ユウリは片手をかざし、構文光を走らせる。
「セリス、風の流れをつなげ。道を作るだけでいい」
「わかりました」
セリスが目を閉じる。
彼女の周囲に、淡い緑の粒子が立ち上がる。
その指先から、細い一本の風の筋が走り――影の胸へまっすぐ伸びた。
「ティア、行け!」
「了解ぃぃぃっ!!」
ティアが炎を纏って突っ込む。
今度は風の道を滑るように。
拳が、光と熱を纏い、一直線に――影の胸を貫いた。
「ボクたちの風を止めんなぁぁぁっ!!」
光が爆ぜ、海が震えた。
影の体に亀裂が走り、黒い粒子がこぼれ落ちる。
風が、かすかに戻る。
「……干渉を……やめろ……世界は、止まるべきだ……」
「止まらせない」
ユウリが歩み出る。
片手を掲げ、構文を重ねる。
「《再定義――風は流れる》」
青い光が走り、影の体を覆った。
瞬間、黒い靄が破裂するように散り、海面が波立つ。
風が、戻った。
影は崩れ落ち、霧のように消えていく。
その消え際、かすれた声だけが残った。
「……さむい……」
リアナが目を伏せた。
「この存在……魂の抜け殻。誰かに操られていました」
ユウリは息を吐いた。
「β、制御の痕跡は?」
《検出。

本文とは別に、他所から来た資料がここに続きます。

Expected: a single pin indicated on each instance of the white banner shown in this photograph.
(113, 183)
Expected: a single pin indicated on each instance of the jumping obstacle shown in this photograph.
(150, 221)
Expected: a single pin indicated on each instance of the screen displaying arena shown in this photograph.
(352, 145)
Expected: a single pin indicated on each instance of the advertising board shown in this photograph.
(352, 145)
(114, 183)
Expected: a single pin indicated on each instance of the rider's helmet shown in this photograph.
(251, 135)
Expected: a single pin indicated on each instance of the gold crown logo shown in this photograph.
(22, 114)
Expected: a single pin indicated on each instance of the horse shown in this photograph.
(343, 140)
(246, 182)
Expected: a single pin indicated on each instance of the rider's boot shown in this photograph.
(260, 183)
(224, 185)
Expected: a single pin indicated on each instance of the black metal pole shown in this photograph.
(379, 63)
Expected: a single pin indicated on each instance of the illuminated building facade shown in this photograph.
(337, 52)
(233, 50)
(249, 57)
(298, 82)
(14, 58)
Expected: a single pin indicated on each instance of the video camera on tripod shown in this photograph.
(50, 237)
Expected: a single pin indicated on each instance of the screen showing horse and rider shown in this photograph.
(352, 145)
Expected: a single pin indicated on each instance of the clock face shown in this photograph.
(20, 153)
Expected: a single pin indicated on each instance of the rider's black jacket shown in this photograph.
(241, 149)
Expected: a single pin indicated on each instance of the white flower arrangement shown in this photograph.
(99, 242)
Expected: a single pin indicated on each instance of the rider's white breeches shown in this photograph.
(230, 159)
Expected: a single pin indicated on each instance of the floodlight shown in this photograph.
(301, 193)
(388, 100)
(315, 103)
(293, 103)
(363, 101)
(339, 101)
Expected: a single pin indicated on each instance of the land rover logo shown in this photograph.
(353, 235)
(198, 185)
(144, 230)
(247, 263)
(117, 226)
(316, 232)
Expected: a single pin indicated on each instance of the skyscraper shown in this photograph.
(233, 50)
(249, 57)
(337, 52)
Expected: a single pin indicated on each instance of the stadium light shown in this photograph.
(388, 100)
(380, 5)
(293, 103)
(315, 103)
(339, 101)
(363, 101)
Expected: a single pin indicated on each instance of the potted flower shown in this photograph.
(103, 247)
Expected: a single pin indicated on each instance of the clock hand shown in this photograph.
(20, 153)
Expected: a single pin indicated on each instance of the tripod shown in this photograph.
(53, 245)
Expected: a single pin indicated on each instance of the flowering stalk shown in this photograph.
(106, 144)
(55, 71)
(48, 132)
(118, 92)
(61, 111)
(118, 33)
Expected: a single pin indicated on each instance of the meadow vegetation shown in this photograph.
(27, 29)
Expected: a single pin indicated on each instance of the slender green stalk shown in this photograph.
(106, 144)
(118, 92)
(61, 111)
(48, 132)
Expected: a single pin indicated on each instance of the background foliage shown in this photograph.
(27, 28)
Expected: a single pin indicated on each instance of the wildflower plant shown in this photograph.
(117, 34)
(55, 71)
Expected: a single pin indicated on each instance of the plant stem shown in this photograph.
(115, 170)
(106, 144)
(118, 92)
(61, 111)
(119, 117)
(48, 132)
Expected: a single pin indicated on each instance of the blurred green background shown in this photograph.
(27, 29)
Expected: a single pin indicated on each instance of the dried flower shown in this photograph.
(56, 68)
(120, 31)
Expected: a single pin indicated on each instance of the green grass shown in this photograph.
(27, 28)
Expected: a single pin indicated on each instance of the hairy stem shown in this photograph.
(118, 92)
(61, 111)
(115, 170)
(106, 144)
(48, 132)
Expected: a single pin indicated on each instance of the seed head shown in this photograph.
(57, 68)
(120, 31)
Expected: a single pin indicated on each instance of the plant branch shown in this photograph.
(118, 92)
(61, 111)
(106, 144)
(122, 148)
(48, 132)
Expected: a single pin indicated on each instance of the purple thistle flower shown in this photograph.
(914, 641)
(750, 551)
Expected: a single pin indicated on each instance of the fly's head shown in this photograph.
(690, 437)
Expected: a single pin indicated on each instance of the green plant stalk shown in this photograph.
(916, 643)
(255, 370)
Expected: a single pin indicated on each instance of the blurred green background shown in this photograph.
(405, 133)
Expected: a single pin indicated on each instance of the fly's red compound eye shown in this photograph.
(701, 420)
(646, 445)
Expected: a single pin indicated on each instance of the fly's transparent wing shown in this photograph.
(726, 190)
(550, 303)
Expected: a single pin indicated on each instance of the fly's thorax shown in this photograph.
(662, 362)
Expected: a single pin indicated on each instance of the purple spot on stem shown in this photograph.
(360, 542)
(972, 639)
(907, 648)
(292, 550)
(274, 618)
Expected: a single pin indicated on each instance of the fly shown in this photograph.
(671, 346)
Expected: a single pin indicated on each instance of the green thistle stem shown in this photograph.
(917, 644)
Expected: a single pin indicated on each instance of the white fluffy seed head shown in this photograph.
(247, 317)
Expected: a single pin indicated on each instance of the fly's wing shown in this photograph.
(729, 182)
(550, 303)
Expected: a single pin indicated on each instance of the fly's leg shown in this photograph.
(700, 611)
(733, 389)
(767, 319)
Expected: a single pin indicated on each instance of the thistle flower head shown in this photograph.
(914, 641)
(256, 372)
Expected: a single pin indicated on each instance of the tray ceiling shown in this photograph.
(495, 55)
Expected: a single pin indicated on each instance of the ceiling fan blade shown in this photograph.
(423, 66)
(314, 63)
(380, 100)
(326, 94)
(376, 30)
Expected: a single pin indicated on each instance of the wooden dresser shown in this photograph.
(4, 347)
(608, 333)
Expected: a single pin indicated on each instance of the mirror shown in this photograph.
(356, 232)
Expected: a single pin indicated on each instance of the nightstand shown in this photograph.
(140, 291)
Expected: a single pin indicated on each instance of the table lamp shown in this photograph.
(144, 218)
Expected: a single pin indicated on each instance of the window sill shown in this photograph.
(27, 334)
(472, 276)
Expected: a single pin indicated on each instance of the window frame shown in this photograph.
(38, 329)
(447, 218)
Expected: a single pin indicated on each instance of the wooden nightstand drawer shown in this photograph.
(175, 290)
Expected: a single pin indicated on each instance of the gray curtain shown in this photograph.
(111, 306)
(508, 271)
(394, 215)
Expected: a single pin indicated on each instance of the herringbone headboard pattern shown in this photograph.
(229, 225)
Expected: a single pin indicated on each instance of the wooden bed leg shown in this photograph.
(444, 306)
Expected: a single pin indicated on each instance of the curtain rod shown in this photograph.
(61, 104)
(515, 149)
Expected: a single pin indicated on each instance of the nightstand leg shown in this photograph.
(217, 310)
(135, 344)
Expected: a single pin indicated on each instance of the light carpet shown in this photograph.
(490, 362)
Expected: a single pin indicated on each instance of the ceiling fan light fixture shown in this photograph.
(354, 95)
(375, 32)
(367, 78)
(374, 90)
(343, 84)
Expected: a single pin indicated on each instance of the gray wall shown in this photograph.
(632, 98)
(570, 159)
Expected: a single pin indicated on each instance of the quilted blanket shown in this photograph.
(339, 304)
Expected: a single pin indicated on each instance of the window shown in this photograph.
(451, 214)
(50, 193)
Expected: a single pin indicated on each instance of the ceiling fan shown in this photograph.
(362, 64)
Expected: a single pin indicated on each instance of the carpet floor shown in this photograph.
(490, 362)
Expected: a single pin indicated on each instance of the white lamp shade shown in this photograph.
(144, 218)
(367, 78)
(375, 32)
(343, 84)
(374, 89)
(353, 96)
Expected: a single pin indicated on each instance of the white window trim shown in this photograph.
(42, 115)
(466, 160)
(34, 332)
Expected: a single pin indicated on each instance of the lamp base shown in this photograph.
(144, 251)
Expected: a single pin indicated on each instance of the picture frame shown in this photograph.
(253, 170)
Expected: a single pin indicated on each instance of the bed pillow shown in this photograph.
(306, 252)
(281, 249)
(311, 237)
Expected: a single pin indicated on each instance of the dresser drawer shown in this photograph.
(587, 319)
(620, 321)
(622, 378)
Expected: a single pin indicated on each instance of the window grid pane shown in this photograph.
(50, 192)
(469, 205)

外部からの制御信号を確認。人格構築体。遠隔干渉の痕跡あり》
「……誰かが、こんなものを作ったのか」
《制御源は不明。信号波長、既知の構文体系に該当せず》
「正体不明の……何か、か」
ユウリは空を見上げた。
止まっていた風が、今はちゃんと頬を撫でている。
その風に、わずかな温度が戻っていた。
「……風、戻りました」
セリスが微笑む。
「あなたたちといると、風が安心します」
「そうか。じゃあ、もっと連れていこう」
ティアが拳を掲げる。
「よっしゃー! また勝ったー!」
ミナが小さく笑う。
「ティア、かっこよかったの」
「でしょ!」
リアナが苦笑して首を振る。
「もう、あなたたちったら……」
βの声が静かに響いた。
《航路再設定。目的地――近海遺跡群。解析波形と一致》
「よし、次はそこだ」
ユウリは頷き、東の空を見た。
朝日が、ようやく昇り始める。
止まっていた海が息を吹き返し、帆が音を立てた。
アルシェ号は、再び動き出す。
そしてその向こうには、まだ見ぬ“風の門”があった。